Summarizing the plot itself, which revolves around the attempts of several factions to create gunpowder, is pointless, since the real beauty of Riddley Walker comes from the themes and, especially, the language. As mentioned above, there’s hardly a sentence in the entire book written in modern English, save a short story about a painting of St. Eustace which is immediately (mis)interpreted by Goodparley, the acting Pry Mincer. Words are respelled and repurposed, first, to create dual meanings (such as “oansome” for lonesome, which rolls “on my own”, ”lonesome”, and “one” into one word); secondly, as an easy way of world-building—it’s immediately obvious that things here are different; and thirdly, to draw us into Riddley’s world and viewpoint—We’re forced to slow down and experience the world at the same pace as Riddley.

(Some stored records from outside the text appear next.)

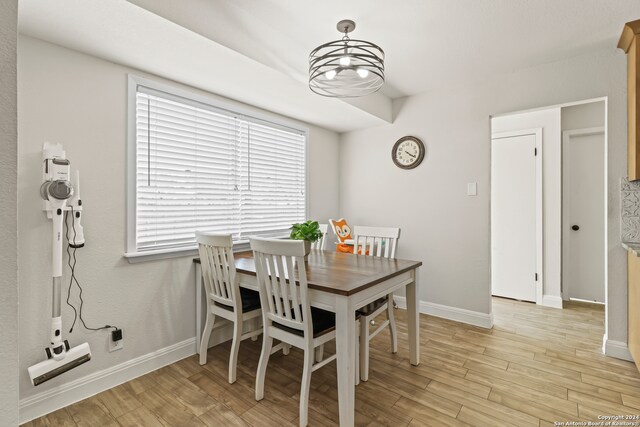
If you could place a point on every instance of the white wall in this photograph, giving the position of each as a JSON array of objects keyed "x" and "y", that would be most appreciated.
[
  {"x": 443, "y": 227},
  {"x": 8, "y": 225},
  {"x": 81, "y": 102},
  {"x": 549, "y": 121},
  {"x": 583, "y": 116}
]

There’s a lot to this book, which took me a couple months to get through in spite of being only a couple hundred pages long, but I honestly don’t have a lot to say. There are difficult sections, but there are also moments of transcendent beauty, like the passage above, and their sheen is that much greater as a result of the ruined world surrounding them.
1 comment:
That's a good summation of Riddley Walker. It took me two or three tries to get through it the first time but now it is possibly my most favourite book.